The Applicant has also maintained a close and continuing foreign contact with a British citizen who is not only a very close friend, but is also a professional colleague. Given the extremely sensitive nature of the work that the Applicant does, these contacts present enough questions, and possibilities of potential threat, that it would not be in the best interests of the security of the United States to allow Applicant access to the nation's secrets. There also remains the possibility of pressure being placed on these foreign contacts, and through them, on the Applicant. It is the Applicant's burden to show that these ties are not of a nature that could create the potential for influence that could result in the compromise of classified information. He has not done so. Accordingly, I cannot say that he would not be vulnerable to foreign influence. The risk is considerable, and is of present security significance. Accordingly, the Applicant's request for a security clearance must be denied under Guideline B.

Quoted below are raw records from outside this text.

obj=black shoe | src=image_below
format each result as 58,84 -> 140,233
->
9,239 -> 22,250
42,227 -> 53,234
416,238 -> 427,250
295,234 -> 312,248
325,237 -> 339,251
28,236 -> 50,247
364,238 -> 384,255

Considering all the evidence, the Applicant has not rebutted the Government's case regarding his foreign influence and foreign preference. The Applicant has not met the mitigating conditions of Guidelines C and B of the adjudicative guidelines set forth in Enclosure 2 of the Directive. Accordingly, he has not met his ultimate burden of persuasion under Paragraph 1 and 2 of the SOR.

FORMAL FINDINGS

Formal Findings For or Against the Applicant on the allegations in the SOR, as required by Paragraph 25 of Enclosure 3 of the Directive are:

Paragraph 1: Against the Applicant.

Subparas. 1.a.: Against the Applicant

1.b.: Against the Applicant

1.c.: Against the Applicant

1.d.: Against the Applicant

Paragraph 2: Against the Applicant.

Subparas. 2.a.: Against the Applicant

2.b.: Against the Applicant

2.c.: Against the Applicant

2.d.: Against the Applicant

2.e.: Against the Applicant

2.f.: Against the Applicant

DECISION

In light of the circumstances presented by the record in this case, it is not clearly consistent with the national interests to grant or continue a security clearance for the Applicant.